Channelpedia

PubMed 23997099


Referenced in: none

Automatically associated channels: Kir2.3 , Kv11.1 , Kv7.1



Title: LQT2 nonsense mutations generate trafficking defective NH2-terminally truncated channels by the reinitiation of translation.

Authors: Matthew R Stump, Qiuming Gong, Zhengfeng Zhou

Journal, date & volume: Am. J. Physiol. Heart Circ. Physiol., 2013 Nov 1 , 305, H1397-404

PubMed link: http://www.ncbi.nlm.nih.gov/pubmed/23997099


Abstract
The human ether-a-go-go-related gene (hERG) encodes a voltage-activated K(+) channel that contributes to the repolarization of the cardiac action potential.
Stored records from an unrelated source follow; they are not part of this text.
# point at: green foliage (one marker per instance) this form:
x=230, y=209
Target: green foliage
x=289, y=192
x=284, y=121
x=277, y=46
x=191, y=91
Long QT syndrome type 2 (LQT2) is an autosomal dominant disorder caused by mutations in hERG, and patients with LQT2 are susceptible to severe ventricular arrhythmias. We have previously shown that nonsense and frameshift LQT2 mutations caused a decrease in mutant mRNA by the nonsense-mediated mRNA decay (NMD) pathway. The Q81X nonsense mutation was recently found to be resistant to NMD. Translation of Q81X is reinitiated at Met(124), resulting in the generation of NH2-terminally truncated hERG channels with altered gating properties. In the present study, we identified two additional NMD-resistant LQT2 nonsense mutations, C39X and C44X, in which translation is reinitiated at Met(60). Deletion of the first 59 residues of the channel truncated nearly one-third of the highly structured Per-Arnt-Sim domain and resulted in the generation of trafficking-defective proteins and a complete loss of hERG current. Partial deletion of the Per-Arnt-Sim domain also resulted in the accelerated degradation of the mutant channel proteins. The coexpression of mutant and wild-type channels did not significantly disrupt the function and trafficking properties of wild-type hERG. Our present findings indicate that translation reinitiation may generate trafficking-defective as well as dysfunctional channels in patients with LQT2 premature termination codon mutations that occur early in the coding sequence.